ALGUÉM FALOU: Os genes
carregam a arma e o ambiente puxa o gatilho. O envelhecimento envolve muitas
coisas diferentes, e a capacidade das células de se autorrenovar faz parte do
processo, mas não é tudo. Às vezes, a biologia revela seus princípios
fundamentais por meio do que pode parecer, a princípio, misterioso e bizarro. Eu
apenas promovi ativamente o que sempre esperamos que seja boa ciência. Pensamento da
bióloga australiana Elizabeth Blackburn, Prêmio Nobel em Fisiologia e
Medicina de 2009.
UMA COISA QUE EU DISSE
- A arte se realiza com o leitor (plateia) que a identifica e por sua
experiência - que é única - transcende. O artista indaga; o leitor a
identifica, interage e responde. Assim a arte se torna verdadeiramente arte.
Por consequência, assim mesmo a arte se define e cumpre a sua função. (LAM).
A GEOPOLITICA
DO PROXENITISMO - [...] a mesma singularidade que deu tanta força
aos movimentos contraculturais no Brasil tendeu também a agravar a clonagem
desses movimentos levada a cabo pelo neoliberalismo. O savoir-faire
antropofágico dos brasileiros dá-lhes uma facilidade especial de adaptação aos
novos tempos.
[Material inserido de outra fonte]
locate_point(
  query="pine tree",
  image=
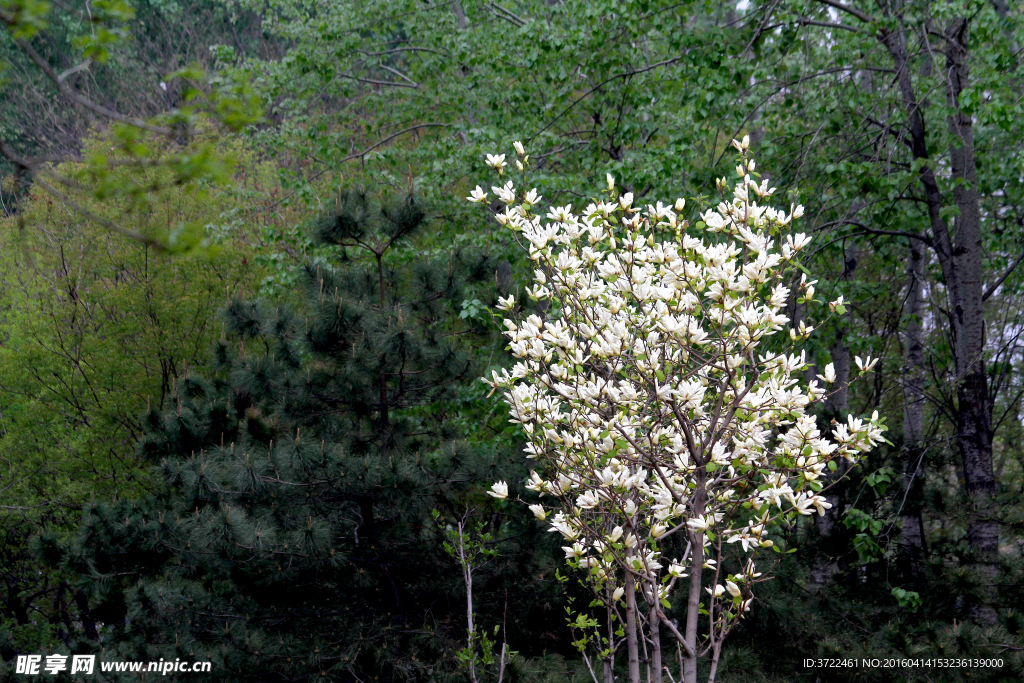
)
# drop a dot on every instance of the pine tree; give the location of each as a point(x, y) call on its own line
point(293, 538)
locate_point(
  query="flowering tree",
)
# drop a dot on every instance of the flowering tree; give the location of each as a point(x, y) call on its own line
point(659, 400)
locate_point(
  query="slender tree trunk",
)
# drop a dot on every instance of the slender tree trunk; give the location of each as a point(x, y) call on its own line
point(609, 662)
point(693, 599)
point(631, 629)
point(824, 567)
point(975, 407)
point(655, 637)
point(960, 256)
point(912, 537)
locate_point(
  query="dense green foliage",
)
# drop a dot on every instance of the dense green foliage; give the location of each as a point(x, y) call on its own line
point(863, 108)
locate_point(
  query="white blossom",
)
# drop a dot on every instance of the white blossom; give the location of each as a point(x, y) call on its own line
point(655, 396)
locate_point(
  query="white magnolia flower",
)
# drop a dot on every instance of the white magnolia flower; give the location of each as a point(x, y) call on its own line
point(650, 363)
point(718, 592)
point(829, 375)
point(497, 162)
point(477, 196)
point(500, 491)
point(866, 365)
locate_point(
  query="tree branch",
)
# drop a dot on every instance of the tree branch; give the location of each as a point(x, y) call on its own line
point(1006, 273)
point(853, 11)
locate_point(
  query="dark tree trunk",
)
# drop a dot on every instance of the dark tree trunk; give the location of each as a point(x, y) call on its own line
point(912, 535)
point(960, 256)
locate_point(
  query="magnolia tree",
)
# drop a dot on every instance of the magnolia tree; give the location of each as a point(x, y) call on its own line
point(663, 400)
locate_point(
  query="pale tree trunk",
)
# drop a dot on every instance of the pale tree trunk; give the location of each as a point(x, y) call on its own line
point(632, 648)
point(609, 662)
point(960, 256)
point(693, 599)
point(838, 404)
point(655, 637)
point(975, 406)
point(693, 610)
point(912, 536)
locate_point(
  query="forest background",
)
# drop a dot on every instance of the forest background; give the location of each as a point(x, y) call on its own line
point(181, 184)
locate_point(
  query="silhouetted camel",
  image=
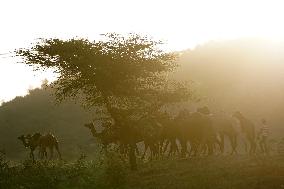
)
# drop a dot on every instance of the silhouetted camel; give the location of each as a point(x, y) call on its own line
point(223, 125)
point(41, 141)
point(106, 137)
point(196, 128)
point(48, 141)
point(248, 128)
point(124, 136)
point(31, 142)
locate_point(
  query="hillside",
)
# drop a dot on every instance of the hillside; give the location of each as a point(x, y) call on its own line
point(37, 112)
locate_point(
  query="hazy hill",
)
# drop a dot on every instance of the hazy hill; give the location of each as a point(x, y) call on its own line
point(37, 112)
point(244, 75)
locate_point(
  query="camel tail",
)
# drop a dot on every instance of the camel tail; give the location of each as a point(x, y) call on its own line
point(57, 149)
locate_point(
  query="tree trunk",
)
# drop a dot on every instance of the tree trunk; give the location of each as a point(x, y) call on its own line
point(132, 157)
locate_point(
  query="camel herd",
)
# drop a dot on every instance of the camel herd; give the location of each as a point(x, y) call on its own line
point(187, 134)
point(42, 142)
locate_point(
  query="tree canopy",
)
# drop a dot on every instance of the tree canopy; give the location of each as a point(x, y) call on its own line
point(116, 72)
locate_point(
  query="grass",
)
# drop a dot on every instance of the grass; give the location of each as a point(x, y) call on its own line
point(108, 171)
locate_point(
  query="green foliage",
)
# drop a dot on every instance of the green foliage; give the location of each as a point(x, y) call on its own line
point(126, 72)
point(80, 174)
point(36, 112)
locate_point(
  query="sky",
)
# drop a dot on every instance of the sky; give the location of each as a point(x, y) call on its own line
point(181, 24)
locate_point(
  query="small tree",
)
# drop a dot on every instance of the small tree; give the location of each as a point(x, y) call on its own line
point(116, 73)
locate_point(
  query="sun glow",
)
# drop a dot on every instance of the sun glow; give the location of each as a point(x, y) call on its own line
point(181, 23)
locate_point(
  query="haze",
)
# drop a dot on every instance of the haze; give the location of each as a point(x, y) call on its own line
point(181, 23)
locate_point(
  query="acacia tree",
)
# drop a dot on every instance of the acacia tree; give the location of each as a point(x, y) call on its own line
point(118, 72)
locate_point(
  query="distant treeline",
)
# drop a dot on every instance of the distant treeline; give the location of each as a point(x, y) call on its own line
point(38, 112)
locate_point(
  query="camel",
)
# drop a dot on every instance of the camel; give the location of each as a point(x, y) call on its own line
point(196, 128)
point(223, 125)
point(48, 141)
point(248, 129)
point(123, 138)
point(41, 141)
point(31, 142)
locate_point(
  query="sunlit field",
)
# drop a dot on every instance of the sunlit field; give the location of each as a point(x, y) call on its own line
point(142, 94)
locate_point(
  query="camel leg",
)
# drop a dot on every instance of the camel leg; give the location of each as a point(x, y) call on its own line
point(146, 146)
point(222, 142)
point(51, 152)
point(57, 149)
point(32, 155)
point(234, 145)
point(166, 146)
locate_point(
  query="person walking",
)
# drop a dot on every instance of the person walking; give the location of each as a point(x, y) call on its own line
point(263, 137)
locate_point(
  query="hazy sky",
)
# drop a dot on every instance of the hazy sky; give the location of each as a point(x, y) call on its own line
point(183, 23)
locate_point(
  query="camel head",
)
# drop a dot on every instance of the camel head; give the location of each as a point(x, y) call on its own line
point(204, 110)
point(237, 115)
point(23, 139)
point(89, 125)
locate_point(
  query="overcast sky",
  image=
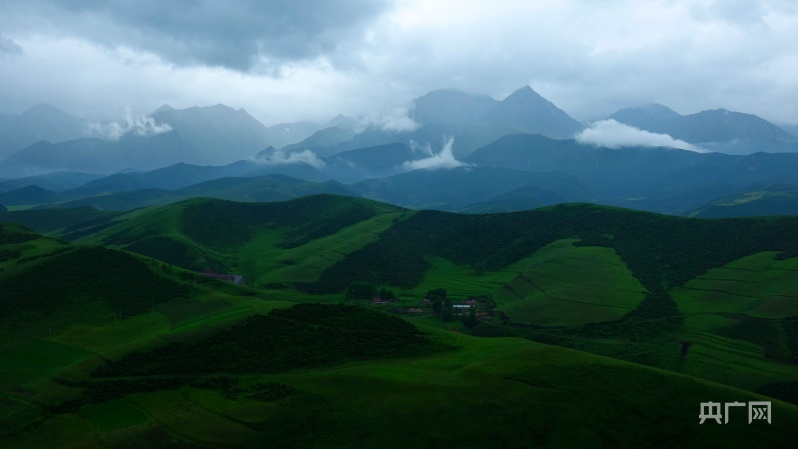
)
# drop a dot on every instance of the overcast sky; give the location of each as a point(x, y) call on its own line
point(311, 59)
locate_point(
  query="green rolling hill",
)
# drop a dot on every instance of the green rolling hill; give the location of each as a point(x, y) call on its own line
point(195, 362)
point(755, 201)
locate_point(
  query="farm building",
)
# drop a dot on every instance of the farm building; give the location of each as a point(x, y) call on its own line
point(234, 278)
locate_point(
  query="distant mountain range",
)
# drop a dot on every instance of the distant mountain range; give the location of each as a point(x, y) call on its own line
point(717, 130)
point(212, 135)
point(516, 172)
point(472, 153)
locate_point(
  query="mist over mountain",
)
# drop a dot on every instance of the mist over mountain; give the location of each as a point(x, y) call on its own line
point(473, 120)
point(717, 129)
point(214, 135)
point(41, 122)
point(451, 106)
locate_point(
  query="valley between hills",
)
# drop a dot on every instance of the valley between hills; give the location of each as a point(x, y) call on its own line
point(362, 323)
point(498, 274)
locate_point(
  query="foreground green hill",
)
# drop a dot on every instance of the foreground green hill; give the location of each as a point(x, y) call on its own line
point(402, 387)
point(199, 363)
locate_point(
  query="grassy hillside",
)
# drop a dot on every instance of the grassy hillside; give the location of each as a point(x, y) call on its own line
point(762, 201)
point(209, 364)
point(266, 242)
point(383, 398)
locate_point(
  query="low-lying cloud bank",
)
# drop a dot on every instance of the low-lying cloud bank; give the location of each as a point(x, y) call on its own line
point(612, 134)
point(140, 126)
point(444, 159)
point(279, 157)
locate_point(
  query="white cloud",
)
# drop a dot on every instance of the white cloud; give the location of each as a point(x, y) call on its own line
point(444, 159)
point(396, 120)
point(612, 134)
point(140, 126)
point(279, 157)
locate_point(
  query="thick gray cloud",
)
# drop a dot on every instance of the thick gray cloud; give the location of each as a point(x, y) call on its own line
point(9, 47)
point(284, 61)
point(240, 35)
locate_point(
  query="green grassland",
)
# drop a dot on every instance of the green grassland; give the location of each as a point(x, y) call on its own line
point(510, 393)
point(196, 362)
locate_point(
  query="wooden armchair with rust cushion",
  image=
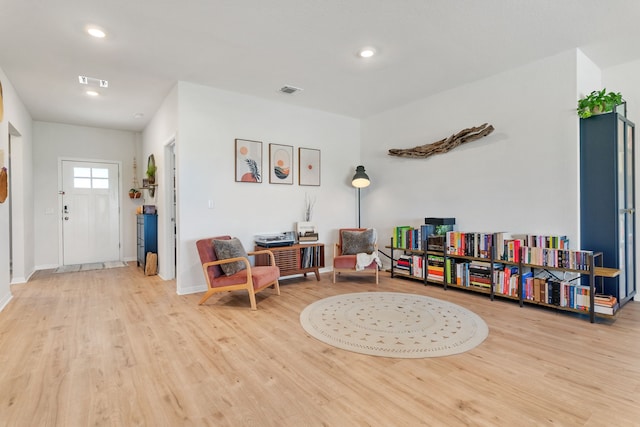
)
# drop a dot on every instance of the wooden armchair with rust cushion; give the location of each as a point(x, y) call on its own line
point(353, 241)
point(226, 267)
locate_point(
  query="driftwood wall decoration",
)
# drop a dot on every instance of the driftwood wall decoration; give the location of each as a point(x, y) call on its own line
point(444, 145)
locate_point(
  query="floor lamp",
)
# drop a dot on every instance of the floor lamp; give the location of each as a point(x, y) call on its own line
point(360, 180)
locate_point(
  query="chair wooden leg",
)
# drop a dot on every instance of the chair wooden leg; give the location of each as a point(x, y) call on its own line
point(206, 296)
point(252, 299)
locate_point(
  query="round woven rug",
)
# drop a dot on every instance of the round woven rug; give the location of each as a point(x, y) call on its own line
point(392, 324)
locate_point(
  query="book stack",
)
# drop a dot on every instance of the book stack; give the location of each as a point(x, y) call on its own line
point(404, 263)
point(435, 268)
point(477, 245)
point(605, 304)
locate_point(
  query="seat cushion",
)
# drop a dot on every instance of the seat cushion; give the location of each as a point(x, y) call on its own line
point(231, 248)
point(348, 262)
point(355, 242)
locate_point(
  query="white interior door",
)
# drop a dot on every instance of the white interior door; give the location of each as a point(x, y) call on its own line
point(90, 212)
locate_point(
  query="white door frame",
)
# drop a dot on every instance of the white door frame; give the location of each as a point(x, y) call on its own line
point(170, 252)
point(60, 202)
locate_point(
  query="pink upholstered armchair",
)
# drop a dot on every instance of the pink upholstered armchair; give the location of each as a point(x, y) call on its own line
point(351, 242)
point(232, 271)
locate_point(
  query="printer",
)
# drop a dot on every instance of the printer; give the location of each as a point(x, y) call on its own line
point(275, 239)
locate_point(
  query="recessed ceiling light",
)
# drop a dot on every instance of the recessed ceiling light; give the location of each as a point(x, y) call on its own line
point(366, 52)
point(289, 90)
point(96, 32)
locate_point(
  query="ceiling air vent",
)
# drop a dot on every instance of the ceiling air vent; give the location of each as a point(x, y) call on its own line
point(288, 89)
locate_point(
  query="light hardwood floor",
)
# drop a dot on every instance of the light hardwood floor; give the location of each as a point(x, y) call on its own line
point(117, 348)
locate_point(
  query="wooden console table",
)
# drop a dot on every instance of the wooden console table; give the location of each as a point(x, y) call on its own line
point(295, 259)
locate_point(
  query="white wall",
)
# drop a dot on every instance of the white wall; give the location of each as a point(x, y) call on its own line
point(17, 120)
point(53, 141)
point(160, 131)
point(522, 178)
point(209, 122)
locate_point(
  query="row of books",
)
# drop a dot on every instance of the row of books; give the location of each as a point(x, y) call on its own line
point(559, 258)
point(476, 245)
point(555, 292)
point(310, 257)
point(468, 273)
point(547, 251)
point(415, 238)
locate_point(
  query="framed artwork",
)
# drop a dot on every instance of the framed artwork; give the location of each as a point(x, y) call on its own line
point(308, 166)
point(248, 161)
point(280, 164)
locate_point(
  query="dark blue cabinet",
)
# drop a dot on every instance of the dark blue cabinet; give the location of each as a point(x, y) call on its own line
point(607, 198)
point(147, 228)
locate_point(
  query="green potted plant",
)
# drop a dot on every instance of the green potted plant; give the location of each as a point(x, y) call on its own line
point(151, 173)
point(598, 102)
As elites e as classes médias do país estão absolutamente
deslumbradas por serem tão contemporâneas, tão atualizadas no cenário
internacional das novas subjetividades pós-identitárias, tão bem equipadas para
viver essa flexibilidade pós-fordista (que, por exemplo, as torna campeãs
internacionais da publicidade e as posiciona em posições elevadas no ranking
mundial das estratégias de mídia). Mas esta é apenas a forma tomada pelo
abandono voluptuoso e alienado ao regime neoliberal na sua versão local
brasileira, tornando os seus habitantes, especialmente os citadinos, em
verdadeiros zumbis antropofágicos. [...] Foram cinco séculos de
experiência antropofágica, e quase um de reflexão sobre ela, desde o momento em
que os modernistas a circunscreveram criticamente e a tornaram consciente.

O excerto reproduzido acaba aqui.